Surprisingly, the top three don't include Mitrović, the Championship's top scorer, on whom the team was excessively reliant for goals. His decision, after relegation, to give Fulham a season to get back up to the Premier League now looks both admirable and shrewd (although I dread to think how much he's being paid). He was too often drawn into fights after the restart; and, in some ways, the team seemed to play better without him. But he remains a player of really top class. In fact, I'd like to see him in a slightly deeper role, where his strength would be less of an easy outlet for the team and his quality might be afforded greater expression.

Bryan, the Wembley hero, is another who didn't make the top three, and another who I'd be keen to see tried in a position other than his usual berth at left back. Even Hector and Rodák, who made such a colossal difference, don't quite average highly enough.

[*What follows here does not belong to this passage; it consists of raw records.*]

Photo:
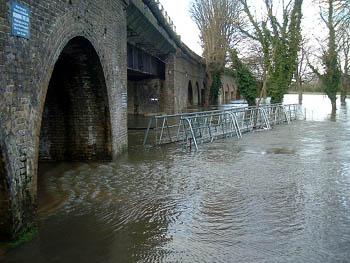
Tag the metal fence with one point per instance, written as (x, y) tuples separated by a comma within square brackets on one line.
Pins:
[(192, 129)]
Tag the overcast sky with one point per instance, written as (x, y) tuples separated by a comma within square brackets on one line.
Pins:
[(178, 10)]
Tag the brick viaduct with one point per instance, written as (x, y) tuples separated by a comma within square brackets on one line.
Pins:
[(65, 92)]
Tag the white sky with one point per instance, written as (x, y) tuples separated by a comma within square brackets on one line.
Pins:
[(178, 10)]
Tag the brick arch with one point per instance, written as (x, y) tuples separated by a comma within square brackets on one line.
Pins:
[(5, 205), (190, 93), (50, 42), (66, 29), (75, 120), (198, 93)]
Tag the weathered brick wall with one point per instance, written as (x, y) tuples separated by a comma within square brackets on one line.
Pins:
[(229, 89), (145, 96), (25, 71), (181, 70), (75, 124)]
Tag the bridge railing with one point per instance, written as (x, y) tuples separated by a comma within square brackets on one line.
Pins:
[(207, 126)]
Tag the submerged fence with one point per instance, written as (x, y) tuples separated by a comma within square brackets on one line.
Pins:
[(192, 129)]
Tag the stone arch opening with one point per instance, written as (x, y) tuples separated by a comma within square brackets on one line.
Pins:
[(203, 94), (76, 118), (5, 206), (198, 93), (227, 97), (190, 93)]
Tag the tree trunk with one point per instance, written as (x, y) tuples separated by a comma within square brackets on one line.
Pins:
[(300, 91)]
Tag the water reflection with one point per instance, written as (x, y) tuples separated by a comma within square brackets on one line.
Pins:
[(276, 196)]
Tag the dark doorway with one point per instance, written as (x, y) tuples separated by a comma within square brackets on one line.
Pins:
[(190, 94)]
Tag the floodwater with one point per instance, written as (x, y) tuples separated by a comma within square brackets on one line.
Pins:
[(273, 196)]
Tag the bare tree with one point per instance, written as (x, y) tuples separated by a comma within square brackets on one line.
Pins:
[(302, 72), (279, 42), (345, 64), (216, 20), (333, 18)]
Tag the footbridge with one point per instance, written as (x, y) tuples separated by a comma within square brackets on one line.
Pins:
[(192, 129)]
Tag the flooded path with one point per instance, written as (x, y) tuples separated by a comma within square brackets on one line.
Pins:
[(276, 196)]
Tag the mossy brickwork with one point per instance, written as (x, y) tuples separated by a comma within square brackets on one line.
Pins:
[(26, 69)]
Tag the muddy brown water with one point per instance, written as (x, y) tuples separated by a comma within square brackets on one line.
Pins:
[(273, 196)]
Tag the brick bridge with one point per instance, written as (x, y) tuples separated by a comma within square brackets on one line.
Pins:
[(65, 92)]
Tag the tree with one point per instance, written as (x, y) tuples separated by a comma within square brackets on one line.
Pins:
[(301, 73), (331, 78), (246, 81), (279, 42), (216, 21), (345, 61)]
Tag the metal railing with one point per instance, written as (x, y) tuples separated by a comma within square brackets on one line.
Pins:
[(207, 126)]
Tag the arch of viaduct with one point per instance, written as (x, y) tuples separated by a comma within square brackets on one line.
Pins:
[(65, 92)]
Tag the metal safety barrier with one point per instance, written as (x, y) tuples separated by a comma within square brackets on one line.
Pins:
[(192, 129)]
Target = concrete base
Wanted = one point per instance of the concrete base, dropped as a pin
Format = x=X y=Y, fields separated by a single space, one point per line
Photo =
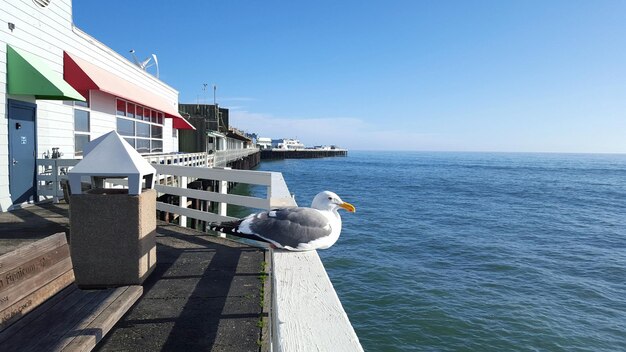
x=112 y=237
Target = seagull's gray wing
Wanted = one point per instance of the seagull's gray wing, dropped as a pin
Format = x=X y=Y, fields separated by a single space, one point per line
x=289 y=226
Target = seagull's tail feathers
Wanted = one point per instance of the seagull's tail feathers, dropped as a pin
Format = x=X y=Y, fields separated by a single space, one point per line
x=226 y=226
x=232 y=228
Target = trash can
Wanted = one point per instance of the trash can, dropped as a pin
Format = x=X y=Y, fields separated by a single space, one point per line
x=113 y=230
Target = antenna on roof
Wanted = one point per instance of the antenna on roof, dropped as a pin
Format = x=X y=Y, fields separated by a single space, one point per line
x=146 y=63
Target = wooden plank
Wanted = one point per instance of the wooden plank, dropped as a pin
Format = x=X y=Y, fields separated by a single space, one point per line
x=27 y=304
x=23 y=325
x=319 y=325
x=15 y=293
x=42 y=328
x=103 y=323
x=88 y=302
x=28 y=252
x=30 y=268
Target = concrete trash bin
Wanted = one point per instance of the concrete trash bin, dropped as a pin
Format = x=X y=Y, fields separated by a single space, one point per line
x=113 y=237
x=112 y=230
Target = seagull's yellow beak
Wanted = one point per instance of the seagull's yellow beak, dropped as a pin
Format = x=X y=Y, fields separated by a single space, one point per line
x=349 y=207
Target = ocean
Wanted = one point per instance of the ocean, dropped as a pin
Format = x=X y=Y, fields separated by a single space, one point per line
x=476 y=251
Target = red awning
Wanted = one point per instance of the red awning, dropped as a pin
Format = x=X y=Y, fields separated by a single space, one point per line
x=84 y=76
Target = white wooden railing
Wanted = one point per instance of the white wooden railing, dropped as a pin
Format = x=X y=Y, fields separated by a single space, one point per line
x=223 y=157
x=51 y=172
x=306 y=313
x=186 y=159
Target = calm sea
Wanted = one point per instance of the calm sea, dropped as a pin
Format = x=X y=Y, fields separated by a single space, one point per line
x=476 y=251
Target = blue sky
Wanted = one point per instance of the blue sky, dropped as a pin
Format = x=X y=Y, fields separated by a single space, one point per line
x=524 y=76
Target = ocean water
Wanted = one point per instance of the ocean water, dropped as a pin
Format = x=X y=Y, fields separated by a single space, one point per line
x=476 y=251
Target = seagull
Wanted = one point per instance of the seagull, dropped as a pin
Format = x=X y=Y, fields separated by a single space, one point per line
x=294 y=229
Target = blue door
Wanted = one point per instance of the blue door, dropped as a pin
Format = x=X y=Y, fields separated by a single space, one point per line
x=22 y=163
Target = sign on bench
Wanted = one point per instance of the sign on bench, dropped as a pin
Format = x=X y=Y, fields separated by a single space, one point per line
x=32 y=274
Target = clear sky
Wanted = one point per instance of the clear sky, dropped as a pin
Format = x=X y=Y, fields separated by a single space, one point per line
x=527 y=76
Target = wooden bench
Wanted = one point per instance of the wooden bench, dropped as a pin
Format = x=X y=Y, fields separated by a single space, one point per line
x=42 y=309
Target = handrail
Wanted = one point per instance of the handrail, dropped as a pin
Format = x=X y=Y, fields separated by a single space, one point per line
x=52 y=172
x=223 y=157
x=307 y=314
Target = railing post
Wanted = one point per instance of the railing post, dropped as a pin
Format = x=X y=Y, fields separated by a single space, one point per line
x=55 y=184
x=182 y=180
x=222 y=207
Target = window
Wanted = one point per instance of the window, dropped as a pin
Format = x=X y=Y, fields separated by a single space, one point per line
x=141 y=126
x=82 y=127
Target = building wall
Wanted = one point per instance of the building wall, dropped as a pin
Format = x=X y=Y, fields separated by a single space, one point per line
x=46 y=33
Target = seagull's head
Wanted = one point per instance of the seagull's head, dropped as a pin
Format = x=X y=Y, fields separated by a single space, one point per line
x=330 y=201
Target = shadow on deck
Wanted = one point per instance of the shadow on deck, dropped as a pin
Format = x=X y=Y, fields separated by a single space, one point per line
x=205 y=293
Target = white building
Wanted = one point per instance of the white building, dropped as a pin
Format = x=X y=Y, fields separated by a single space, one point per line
x=264 y=143
x=62 y=88
x=287 y=143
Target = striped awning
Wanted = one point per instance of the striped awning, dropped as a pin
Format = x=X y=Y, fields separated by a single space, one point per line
x=85 y=76
x=28 y=74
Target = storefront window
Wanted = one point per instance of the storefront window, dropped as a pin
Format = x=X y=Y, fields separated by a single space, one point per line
x=141 y=126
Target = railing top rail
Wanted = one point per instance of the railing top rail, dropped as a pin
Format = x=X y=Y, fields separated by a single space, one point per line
x=244 y=176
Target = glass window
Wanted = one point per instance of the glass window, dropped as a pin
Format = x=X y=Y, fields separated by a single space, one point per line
x=157 y=131
x=146 y=114
x=79 y=143
x=130 y=110
x=130 y=141
x=145 y=137
x=142 y=145
x=143 y=130
x=81 y=120
x=157 y=146
x=121 y=107
x=125 y=127
x=84 y=104
x=139 y=112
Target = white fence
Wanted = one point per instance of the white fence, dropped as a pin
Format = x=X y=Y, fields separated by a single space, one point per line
x=320 y=324
x=306 y=313
x=51 y=172
x=223 y=157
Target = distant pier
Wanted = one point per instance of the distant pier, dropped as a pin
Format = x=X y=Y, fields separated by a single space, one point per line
x=267 y=154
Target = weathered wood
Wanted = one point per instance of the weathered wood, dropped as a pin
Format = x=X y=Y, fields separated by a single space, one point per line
x=23 y=272
x=27 y=304
x=27 y=287
x=307 y=314
x=31 y=251
x=75 y=322
x=104 y=322
x=35 y=280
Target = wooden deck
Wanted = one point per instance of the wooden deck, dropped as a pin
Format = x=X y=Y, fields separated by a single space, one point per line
x=205 y=293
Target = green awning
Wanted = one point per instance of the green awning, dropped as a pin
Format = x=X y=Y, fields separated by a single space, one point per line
x=27 y=74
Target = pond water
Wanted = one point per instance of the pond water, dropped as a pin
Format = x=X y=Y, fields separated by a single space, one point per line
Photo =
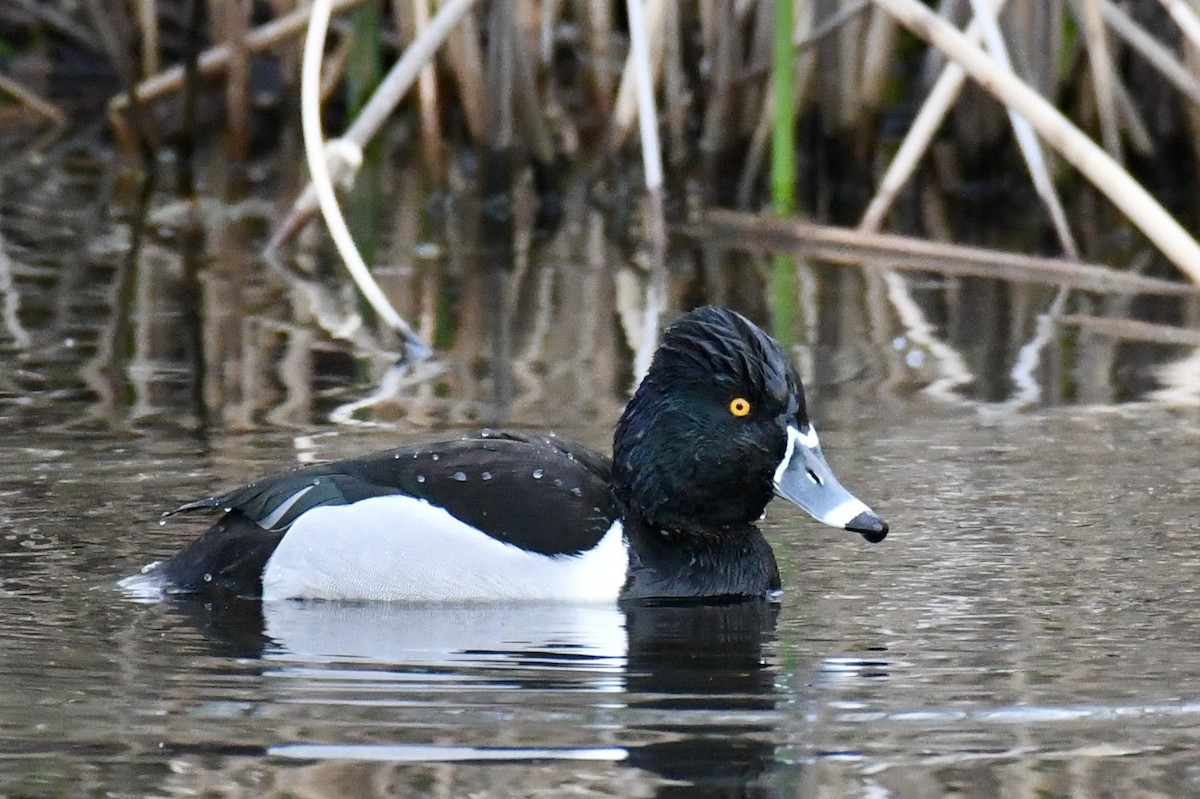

So here are the three who did. Interestingly, they comprise the first-choice central midfield!

3rd. Onomah (average 3.36). As noted, he got better and better.

2nd. Cairney (3.46). A really satisfying return to form for the captain – even if, to be honest, I was a bit surprised to see him end up so high in the rankings. He didn't dominate and decide games as he has done previously, not least through his goals. But his role in the side has gradually changed, which explains that; and I recorded only one really sub-par display all season.

1st. Reed (3.50). This defensive midfielder was fitfully impressive pre-lockdown. He dipped a bit in the final two matches of the season. Straight after the restart, however, he turned in eight absolutely terrific performances in a row, which took him to the top of the charts. Quick to press, tough in the tackle, intelligent in his passing, he really stood out. At 25, and after being loaned out by Southampton for three seasons in a row, you wonder if he can keep up that sort of form. Was it a flash in the pan? Still, he has to be worth signing if at all possible.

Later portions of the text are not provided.